The intended use-cases for the separate function are:

1. Select from something where you really do not want to build a list and just want/need to use a single pass. For example in selecting a random line from a text file it is necessary to read the entire file in any case just to know how many lines there are. The method here would mean that you could make the selection in a single pass in O(k) memory. The same can apply to many situations involving generators etc.

2. Convenient, possibly faster selection from a most-likely small dict/set (this was the original context from python-ideas).

The algorithm naturally gives something in between the original order or a randomised order. There are two possibilities for changing that:

a. Call random.shuffle or equivalent either to get the original k items in a random order or at the end before returning.

b. Preserve the original ordering from the iterable: append all new items and use a sentinel for removed items (remove sentinels at the end).

Since randomised order does not come naturally and requires explicit shuffling my preference would be to preserve the original order (b.) because there is no other way to recover the information lost by shuffling (assuming that only a single pass is possible). The user can call shuffle if they want.

To explain what "geometrically distributed" means I need to refer to the precursor algorithm from which this is derived. A simple Python version could be:


def sample_iter_old(iterable, k=1):
    uvals_vals = []
    # Associate a uniform (0, 1) with each element:
    for uval, val in zip(iter(random, None), iterable):
        uvals_vals.append((uval, val))
        uvals_vals.sort()
        uvals_vals = uvals_vals[:k]   # keep the k items with smallest uval
    return [val for uval, val in uvals_vals]

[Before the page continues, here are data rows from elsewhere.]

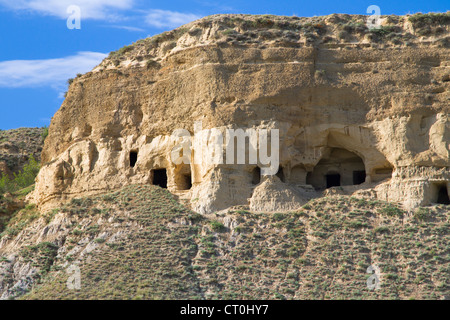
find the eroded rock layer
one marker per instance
(359, 111)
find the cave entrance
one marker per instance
(359, 177)
(256, 176)
(333, 180)
(280, 174)
(442, 195)
(160, 178)
(183, 177)
(184, 181)
(338, 167)
(133, 158)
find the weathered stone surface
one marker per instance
(371, 108)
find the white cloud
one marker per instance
(90, 9)
(168, 19)
(47, 73)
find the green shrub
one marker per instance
(217, 226)
(422, 214)
(421, 20)
(44, 133)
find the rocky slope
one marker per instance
(17, 145)
(379, 99)
(140, 243)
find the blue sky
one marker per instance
(38, 53)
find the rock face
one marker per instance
(363, 112)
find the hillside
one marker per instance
(369, 106)
(362, 179)
(140, 243)
(17, 145)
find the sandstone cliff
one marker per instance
(360, 111)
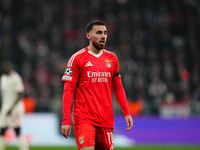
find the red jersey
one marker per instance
(93, 76)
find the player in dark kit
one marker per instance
(90, 76)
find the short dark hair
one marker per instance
(90, 25)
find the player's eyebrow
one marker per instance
(100, 31)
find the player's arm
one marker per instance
(68, 92)
(19, 88)
(120, 95)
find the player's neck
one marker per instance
(93, 49)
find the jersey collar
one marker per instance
(94, 54)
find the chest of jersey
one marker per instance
(96, 70)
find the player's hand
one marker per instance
(129, 122)
(66, 130)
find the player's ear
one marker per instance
(88, 36)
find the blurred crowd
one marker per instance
(157, 43)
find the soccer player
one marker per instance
(89, 78)
(12, 107)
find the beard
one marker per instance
(98, 46)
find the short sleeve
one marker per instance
(116, 66)
(71, 73)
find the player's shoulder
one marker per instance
(109, 53)
(76, 56)
(79, 52)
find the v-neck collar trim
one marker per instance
(94, 54)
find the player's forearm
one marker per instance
(120, 95)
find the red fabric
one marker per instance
(89, 135)
(68, 92)
(93, 77)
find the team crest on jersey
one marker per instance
(81, 139)
(108, 62)
(68, 71)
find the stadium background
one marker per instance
(157, 42)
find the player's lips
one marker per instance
(102, 42)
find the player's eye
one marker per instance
(99, 32)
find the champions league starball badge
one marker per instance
(108, 64)
(68, 71)
(81, 140)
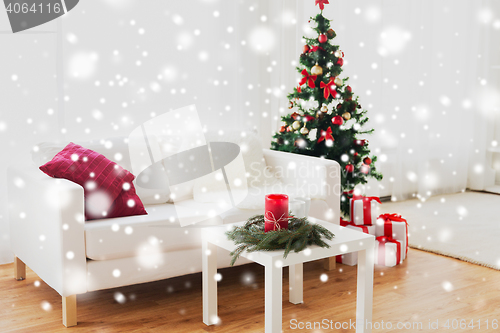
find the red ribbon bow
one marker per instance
(315, 49)
(308, 78)
(326, 135)
(388, 219)
(344, 223)
(330, 88)
(393, 217)
(367, 208)
(382, 240)
(270, 218)
(322, 3)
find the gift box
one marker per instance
(363, 209)
(395, 227)
(388, 251)
(351, 259)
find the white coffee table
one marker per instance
(345, 241)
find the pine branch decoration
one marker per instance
(300, 233)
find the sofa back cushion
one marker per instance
(115, 149)
(109, 191)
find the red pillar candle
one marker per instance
(276, 214)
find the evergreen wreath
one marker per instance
(300, 233)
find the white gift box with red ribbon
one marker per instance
(395, 227)
(351, 259)
(363, 210)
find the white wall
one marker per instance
(236, 64)
(125, 61)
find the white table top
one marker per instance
(345, 240)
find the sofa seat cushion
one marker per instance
(145, 235)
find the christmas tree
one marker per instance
(328, 120)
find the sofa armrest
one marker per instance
(47, 227)
(318, 177)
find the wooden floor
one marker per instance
(425, 288)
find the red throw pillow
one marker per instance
(108, 188)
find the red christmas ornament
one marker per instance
(360, 142)
(307, 118)
(337, 120)
(326, 135)
(365, 169)
(322, 3)
(308, 78)
(329, 88)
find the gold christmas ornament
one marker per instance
(316, 70)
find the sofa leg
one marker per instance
(69, 311)
(19, 269)
(330, 263)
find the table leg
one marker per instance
(209, 267)
(295, 278)
(364, 301)
(274, 276)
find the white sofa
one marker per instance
(49, 234)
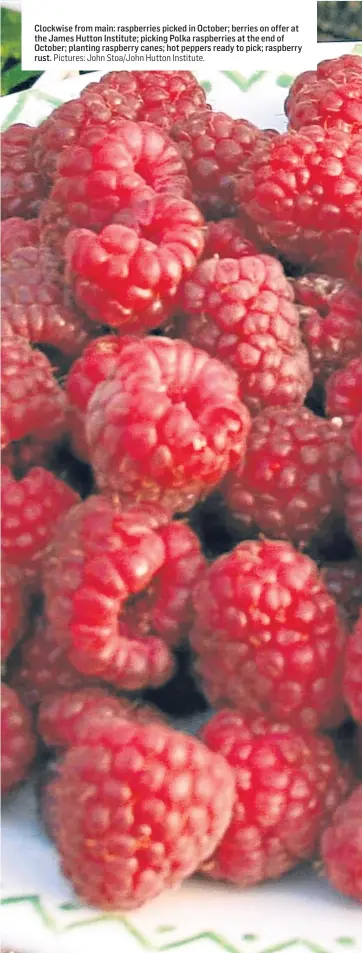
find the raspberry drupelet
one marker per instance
(287, 786)
(118, 591)
(22, 188)
(129, 275)
(137, 809)
(330, 96)
(243, 313)
(268, 635)
(18, 740)
(289, 484)
(353, 671)
(167, 426)
(342, 847)
(301, 191)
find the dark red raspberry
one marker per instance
(342, 847)
(268, 635)
(165, 97)
(301, 191)
(67, 718)
(331, 315)
(22, 188)
(105, 173)
(33, 404)
(17, 740)
(287, 786)
(167, 426)
(228, 239)
(97, 106)
(214, 148)
(344, 582)
(242, 312)
(43, 667)
(128, 277)
(138, 809)
(353, 671)
(288, 486)
(330, 96)
(17, 233)
(344, 392)
(30, 510)
(12, 608)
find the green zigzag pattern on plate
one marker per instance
(217, 939)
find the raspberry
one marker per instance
(214, 148)
(228, 239)
(138, 809)
(330, 96)
(12, 608)
(344, 392)
(105, 173)
(287, 786)
(165, 97)
(22, 188)
(342, 847)
(288, 485)
(18, 740)
(30, 510)
(268, 635)
(167, 426)
(301, 191)
(344, 582)
(128, 277)
(67, 718)
(243, 313)
(102, 564)
(331, 315)
(33, 404)
(353, 671)
(17, 233)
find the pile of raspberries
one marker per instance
(182, 483)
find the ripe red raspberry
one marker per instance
(330, 96)
(97, 106)
(43, 667)
(105, 173)
(12, 608)
(138, 809)
(268, 635)
(301, 192)
(228, 239)
(287, 786)
(17, 740)
(342, 847)
(17, 233)
(165, 97)
(344, 582)
(111, 600)
(288, 486)
(128, 277)
(67, 718)
(167, 426)
(33, 404)
(344, 392)
(30, 510)
(331, 315)
(242, 312)
(353, 671)
(214, 148)
(22, 188)
(34, 305)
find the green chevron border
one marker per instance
(218, 940)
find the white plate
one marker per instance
(40, 913)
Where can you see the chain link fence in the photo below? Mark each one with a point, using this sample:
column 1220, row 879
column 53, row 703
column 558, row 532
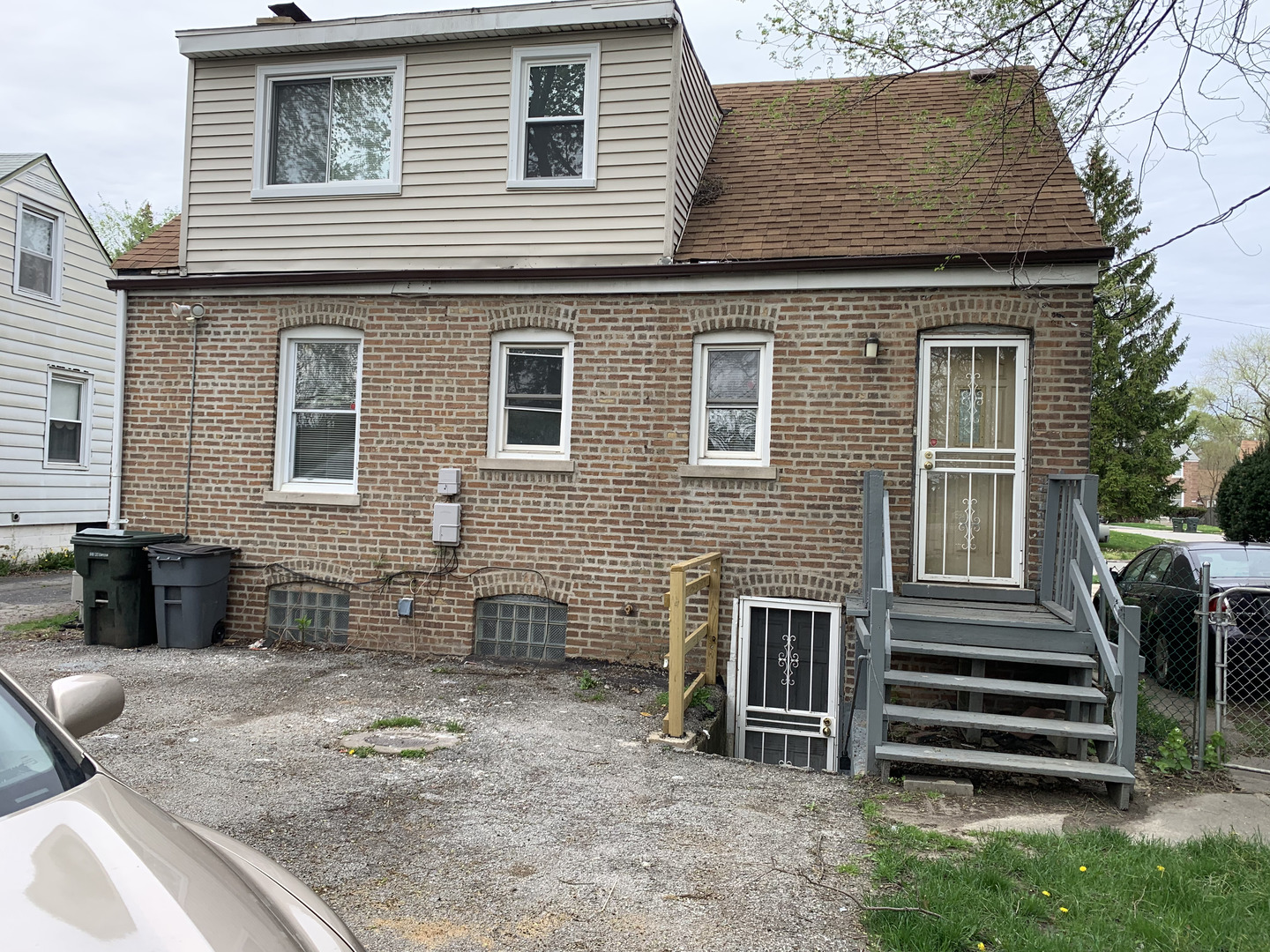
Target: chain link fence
column 1240, row 623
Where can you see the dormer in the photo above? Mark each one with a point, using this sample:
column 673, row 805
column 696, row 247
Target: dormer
column 550, row 135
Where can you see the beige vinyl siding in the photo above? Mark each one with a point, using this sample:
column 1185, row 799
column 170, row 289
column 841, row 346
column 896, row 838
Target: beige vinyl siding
column 78, row 333
column 698, row 123
column 455, row 210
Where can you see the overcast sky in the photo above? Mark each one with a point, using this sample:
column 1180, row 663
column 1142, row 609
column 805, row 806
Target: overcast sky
column 101, row 88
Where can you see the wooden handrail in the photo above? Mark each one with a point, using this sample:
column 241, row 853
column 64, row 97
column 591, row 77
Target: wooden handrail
column 678, row 697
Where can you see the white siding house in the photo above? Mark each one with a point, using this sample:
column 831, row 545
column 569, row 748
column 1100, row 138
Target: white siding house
column 57, row 338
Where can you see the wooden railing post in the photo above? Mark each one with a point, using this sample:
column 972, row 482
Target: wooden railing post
column 673, row 723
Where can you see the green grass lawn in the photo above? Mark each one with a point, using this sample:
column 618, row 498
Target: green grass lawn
column 1067, row 893
column 1127, row 545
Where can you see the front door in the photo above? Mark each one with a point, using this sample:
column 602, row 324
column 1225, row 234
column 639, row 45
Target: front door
column 788, row 682
column 970, row 460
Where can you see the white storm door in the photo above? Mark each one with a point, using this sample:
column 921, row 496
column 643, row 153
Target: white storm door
column 788, row 682
column 972, row 467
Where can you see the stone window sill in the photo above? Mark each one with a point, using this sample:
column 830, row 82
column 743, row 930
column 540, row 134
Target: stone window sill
column 728, row 472
column 510, row 465
column 344, row 499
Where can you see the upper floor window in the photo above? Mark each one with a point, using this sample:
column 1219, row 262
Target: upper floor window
column 732, row 398
column 37, row 267
column 556, row 101
column 329, row 129
column 318, row 413
column 68, row 409
column 531, row 383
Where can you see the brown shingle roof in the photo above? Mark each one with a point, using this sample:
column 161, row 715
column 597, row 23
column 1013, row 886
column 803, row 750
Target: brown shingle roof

In sample_iter_old each element val of the iterable is associated with a uniform (0, 1) variate uval. At each step we keep the k elements having the smallest uval variates. This is relatively inefficient because we need to generate a uniform variate for each element val of the iterable. Most of the time during the algorithm the new val is simply discarded so sample_iter tries instead to calculate how many items to discard.

The quantity W in sample_iter is the max of the uvals from sample_iter_old:

    W := max(uval, for uval, val in uvals_vals)

A new item from the iterable will be swapped in if its uval is less than W. The number of items skipped before finding a uval < W is geometrically distributed with parameter W.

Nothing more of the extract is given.